So what do you guys think of it?
 
Do you have a sump? If you do, an Urchin is a good skimmer, a little more than the one you have listed, but I'd recommend it as an in-sump skimmer.

I'd say the skimmer, and a good skimmer, is the most important piece of auxiliary equipment you will buy: it does the job of a filter and a biofilter all in one, and keeps your tank healthy. Without it, protiens build up in the water and that's not good.

Second, after paying off the skimmer, I'd go for the ro/di unit. It's cheaper than Walmart in the long run...but until you can afford it, you can get ro/di water at a Walmart kiosk, not the prebottled stuff on the shelves. By the time you do get one, you'll be really tired of carrying water bottles, and you'll be ever so glad.

Right up there with the skimmer, if you don't have it, is a sump and an overflow of some kind. If your tank isn't drilled, you need a hang-on overflow to make it work---a submersible pump brings water back up to a pipe and out into your display, while gravity brings water down from the display via the overflow to the sump. It does several things: it gives you a place to put in additives without dumping them into the display, it provides more water volume, which means more stability, and it can even be used (part of it) as a refugium.

I found a real problem with the in-tank refugiums. They're so very big that they shade most of a small tank from the lights, so they're unworkable: my corals would all die in the shadow, and my lights would bake the thing---plus that the suction cups want to slide down the glass under the weight of sand and rock. I was very disappointed in that, because I'd really wanted that to work for me, too.

HTH. I'm a corner 52.
 
Thanks for your reply Sk8r. I don't have sump. And that Coralife skimmer will be hang on. Based on your recommendations and research i am positive i'll go for a skimmer. Which do you think is a better option?

1) Skimmer + Tap water + Hang on Refugium(not the in-tank ones)
2) Skimmer + Walmart RO Water
3) Skimmer + Tap Water
4) Simmer + Macro in the tank

How would you rate the above four things in descending order of performace? As of now i beleive if i can get the skimmer, the algae will be an issue. To combat this, which of the either, the fuge or the RO water would be more effective?
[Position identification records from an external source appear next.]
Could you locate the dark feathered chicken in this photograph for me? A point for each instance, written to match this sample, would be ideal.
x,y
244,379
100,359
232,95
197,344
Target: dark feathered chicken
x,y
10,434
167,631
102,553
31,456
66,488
Hopefully in the long run it will be Skimmer + RO/DI Unit Water. :)
 
Skimmer with Walmart RO water would be the best. The RO will diminish the incidence of algae. You'll need a cleanup crew anyway, and they'll help take care of the rest of the algae. Macro in the tank is problematic, because the stuff with roots gets into your rocks and can't be gotten out, and the stuff without roots, like cheato, floats around and blocks the light from your specimens. It's kind of no-win in that department. I've become philosophical: I had hitchhiker caulerpa which was rooted in my live rock; I got a rabbit to get it, but he loosed so much stuff in my system that now I have bubble algae---I'm beginning to look on IT as my macro algae. :) IE, any macro can become a pest if it gets into the wrong places---like your pump intakes, your rocks, your specimens, etc. Hair algae has one virtue: you know it's bad, and there are things that eat it. [Nothing eats bubble algae reliably. :( ]

Anyway----go for the good skimmer, and get the ro water from Walmart. My bet is you'll be wanting that ro/di unit real soon. (For me it was 3 flights of stairs that convinced me.)

Then invest in good [Salifert, is my recommendation] test kits that are appropriate for what you want to keep, and put a refractometer on your wish-list, too. You can make a swing-arm hydrometer work, but they're notorious for bad readings. You do know better than to believe a heater thermostat setting: they lie. Have a couple of different thermometers: they've been known to be off as well. And you're set, by the looks of things.

You're setting up a good system. Best of luck with it!